Running math — it doesn’t always add up
There are a couple mistakes people who run for weight loss make. If you’re new to running, it might not feel great to run fast, but you’ll benefit more from intervals of walking and fast running than from a sustained very slow jog. The reason is calorie burn–unless you’re really working, you don’t burn many more calories per mile running than walking. Your lap or around the neighborhood simply isn’t a very big amount of calories. If you want to burn a lot of extra calories running, the truth is you have to run a lot more than you might think. However, running can make you feel more tired and hungry than just walking. Mentally, you might feel like you just burned a ton of energy, and eat accordingly. A 30 minute run is pretty easily offset by a big meal.
Afterburn, muscle mass, and running
Running works your cardiovascular system, and is a good way to keep your heart and lungs in good shape. What it doesn’t do, is keep burning calories after you stop running. Did you know that many runners actually move less during the rest of the day on days they run? The piece running misses is the “afterburn,” or your body’s tendency to keep burning calories throughout the day after an activity. What does lead to afterburn is strength training. Your body has to do a lot of work to repair muscle after strength training, so these sessions can actually burn more calories overall than cardio. Another advantage of strength training is building more lean muscle mass, which burns calories at a way higher rate than fat tissue. You can really accelerate weight loss by adding muscle.
Repetition and Efficiency
“Practice makes perfect.” This is especially true of running. An advantage of the human body is that we can adapt to exercise. The more we do something, not only the better we get at it, but our bodies actually learn to do less work for the same motion. This is referred to as “running economy.” If you want to win races, of course you want maximum efficiency in your movements—using less energy to travel the same distance is good for performance athletes. But when you’re running to lose weight, this backfires. You’ll start burning fewer calories per mile. If you want to keep burning the same number of calories, you’ll have to increase your distance or your speed.

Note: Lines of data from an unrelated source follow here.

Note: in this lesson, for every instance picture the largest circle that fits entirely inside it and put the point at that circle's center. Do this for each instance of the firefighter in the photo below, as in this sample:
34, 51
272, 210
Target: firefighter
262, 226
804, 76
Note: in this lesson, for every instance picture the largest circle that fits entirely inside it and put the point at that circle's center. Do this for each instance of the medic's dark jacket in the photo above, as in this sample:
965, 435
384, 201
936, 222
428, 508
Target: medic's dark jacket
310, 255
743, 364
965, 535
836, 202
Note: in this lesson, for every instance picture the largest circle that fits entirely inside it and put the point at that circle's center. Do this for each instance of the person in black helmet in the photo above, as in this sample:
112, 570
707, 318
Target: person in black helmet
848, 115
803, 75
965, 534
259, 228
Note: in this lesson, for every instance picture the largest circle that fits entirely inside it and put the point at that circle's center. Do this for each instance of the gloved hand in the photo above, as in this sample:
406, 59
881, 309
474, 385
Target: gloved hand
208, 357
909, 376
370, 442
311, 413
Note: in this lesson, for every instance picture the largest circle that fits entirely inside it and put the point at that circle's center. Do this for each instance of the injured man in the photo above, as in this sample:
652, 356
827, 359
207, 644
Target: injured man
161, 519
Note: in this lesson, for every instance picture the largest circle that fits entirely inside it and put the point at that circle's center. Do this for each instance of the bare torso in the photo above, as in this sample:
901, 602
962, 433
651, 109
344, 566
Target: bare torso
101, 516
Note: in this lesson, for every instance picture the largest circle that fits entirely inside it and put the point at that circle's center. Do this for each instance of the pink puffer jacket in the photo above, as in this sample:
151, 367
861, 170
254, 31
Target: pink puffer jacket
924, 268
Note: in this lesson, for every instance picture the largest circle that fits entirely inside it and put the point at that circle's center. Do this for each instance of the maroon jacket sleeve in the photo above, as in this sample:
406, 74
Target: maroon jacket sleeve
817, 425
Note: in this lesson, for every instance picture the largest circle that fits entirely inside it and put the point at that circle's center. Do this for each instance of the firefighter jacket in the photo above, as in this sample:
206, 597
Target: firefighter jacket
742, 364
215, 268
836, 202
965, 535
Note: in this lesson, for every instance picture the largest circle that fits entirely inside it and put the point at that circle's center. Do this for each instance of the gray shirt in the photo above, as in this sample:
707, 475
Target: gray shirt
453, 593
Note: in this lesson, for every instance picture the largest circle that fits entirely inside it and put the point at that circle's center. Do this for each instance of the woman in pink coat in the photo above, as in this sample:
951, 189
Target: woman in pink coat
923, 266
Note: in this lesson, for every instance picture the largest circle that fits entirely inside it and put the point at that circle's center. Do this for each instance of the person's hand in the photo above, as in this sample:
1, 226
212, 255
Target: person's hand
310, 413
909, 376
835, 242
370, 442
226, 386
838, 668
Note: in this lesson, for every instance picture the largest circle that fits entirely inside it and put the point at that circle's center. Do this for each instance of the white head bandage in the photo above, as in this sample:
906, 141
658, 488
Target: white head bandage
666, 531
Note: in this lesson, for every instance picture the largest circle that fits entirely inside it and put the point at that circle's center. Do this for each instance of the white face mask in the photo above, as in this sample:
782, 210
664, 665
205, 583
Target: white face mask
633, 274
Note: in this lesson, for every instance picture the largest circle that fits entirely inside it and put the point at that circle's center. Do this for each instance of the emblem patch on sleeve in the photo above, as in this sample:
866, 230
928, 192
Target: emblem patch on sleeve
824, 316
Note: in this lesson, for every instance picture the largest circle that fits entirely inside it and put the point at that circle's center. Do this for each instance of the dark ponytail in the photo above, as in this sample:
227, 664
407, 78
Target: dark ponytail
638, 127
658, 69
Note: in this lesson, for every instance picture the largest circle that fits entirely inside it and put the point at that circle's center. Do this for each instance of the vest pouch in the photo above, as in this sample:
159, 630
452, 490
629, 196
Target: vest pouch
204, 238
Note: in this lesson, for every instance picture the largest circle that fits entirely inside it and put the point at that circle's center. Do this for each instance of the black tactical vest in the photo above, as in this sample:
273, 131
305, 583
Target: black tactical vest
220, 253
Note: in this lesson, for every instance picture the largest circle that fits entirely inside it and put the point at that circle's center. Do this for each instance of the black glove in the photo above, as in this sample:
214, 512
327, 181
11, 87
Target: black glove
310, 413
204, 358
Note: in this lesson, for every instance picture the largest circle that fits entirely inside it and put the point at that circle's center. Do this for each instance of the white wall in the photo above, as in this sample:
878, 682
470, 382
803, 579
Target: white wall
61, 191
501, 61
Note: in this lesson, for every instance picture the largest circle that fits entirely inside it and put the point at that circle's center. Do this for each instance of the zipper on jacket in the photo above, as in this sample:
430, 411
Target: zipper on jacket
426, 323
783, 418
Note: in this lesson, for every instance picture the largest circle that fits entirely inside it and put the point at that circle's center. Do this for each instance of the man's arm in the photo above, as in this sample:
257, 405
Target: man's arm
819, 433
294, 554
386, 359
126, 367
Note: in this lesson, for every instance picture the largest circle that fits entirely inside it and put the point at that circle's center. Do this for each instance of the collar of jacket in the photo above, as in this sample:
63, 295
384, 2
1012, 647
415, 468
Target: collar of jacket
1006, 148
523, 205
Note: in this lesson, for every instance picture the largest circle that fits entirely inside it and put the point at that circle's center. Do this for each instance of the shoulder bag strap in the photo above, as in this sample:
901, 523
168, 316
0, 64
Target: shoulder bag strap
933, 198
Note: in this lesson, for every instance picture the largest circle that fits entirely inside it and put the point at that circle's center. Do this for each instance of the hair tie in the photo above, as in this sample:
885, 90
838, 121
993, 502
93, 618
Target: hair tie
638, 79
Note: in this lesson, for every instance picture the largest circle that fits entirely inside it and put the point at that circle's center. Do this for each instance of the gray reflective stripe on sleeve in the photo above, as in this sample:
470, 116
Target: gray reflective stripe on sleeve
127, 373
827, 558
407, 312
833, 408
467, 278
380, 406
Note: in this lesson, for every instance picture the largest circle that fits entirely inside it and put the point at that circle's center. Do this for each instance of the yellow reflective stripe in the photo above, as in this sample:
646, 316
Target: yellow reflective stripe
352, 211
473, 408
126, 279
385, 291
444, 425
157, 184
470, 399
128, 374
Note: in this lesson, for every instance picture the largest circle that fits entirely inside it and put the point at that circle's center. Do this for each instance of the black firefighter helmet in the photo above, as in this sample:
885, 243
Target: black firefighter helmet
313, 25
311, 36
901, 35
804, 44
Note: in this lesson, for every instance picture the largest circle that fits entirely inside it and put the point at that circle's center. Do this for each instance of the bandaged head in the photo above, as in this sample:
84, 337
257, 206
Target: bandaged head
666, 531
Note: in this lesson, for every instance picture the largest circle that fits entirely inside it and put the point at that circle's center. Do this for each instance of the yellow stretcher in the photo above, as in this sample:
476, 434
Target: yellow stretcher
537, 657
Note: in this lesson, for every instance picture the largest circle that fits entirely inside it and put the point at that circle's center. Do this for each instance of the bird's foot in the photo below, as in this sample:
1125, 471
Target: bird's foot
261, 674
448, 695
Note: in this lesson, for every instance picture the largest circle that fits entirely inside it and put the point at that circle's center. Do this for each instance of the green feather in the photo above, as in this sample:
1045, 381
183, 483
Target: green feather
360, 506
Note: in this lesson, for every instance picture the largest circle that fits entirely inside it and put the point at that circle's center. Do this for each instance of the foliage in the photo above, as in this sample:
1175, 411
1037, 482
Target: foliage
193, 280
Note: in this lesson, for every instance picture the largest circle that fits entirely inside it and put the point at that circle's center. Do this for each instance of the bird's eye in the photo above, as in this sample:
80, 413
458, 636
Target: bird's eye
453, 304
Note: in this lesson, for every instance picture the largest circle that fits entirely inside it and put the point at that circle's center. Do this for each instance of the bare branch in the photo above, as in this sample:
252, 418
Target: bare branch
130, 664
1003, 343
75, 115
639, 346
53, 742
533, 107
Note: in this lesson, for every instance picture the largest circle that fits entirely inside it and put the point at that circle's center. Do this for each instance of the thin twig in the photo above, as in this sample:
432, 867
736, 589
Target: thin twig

Our point here is that running, by itself, is not a good weight-loss strategy for most people. You can use running as part of a broader fitness program to lose weight, but be smart about it: incorporate strength training like our boot-camp style personal training groups, alternative cardio like high intensity intervals or Dance Fitness Party, and be careful not to over-credit yourself for your runs by moving too little or eating too much.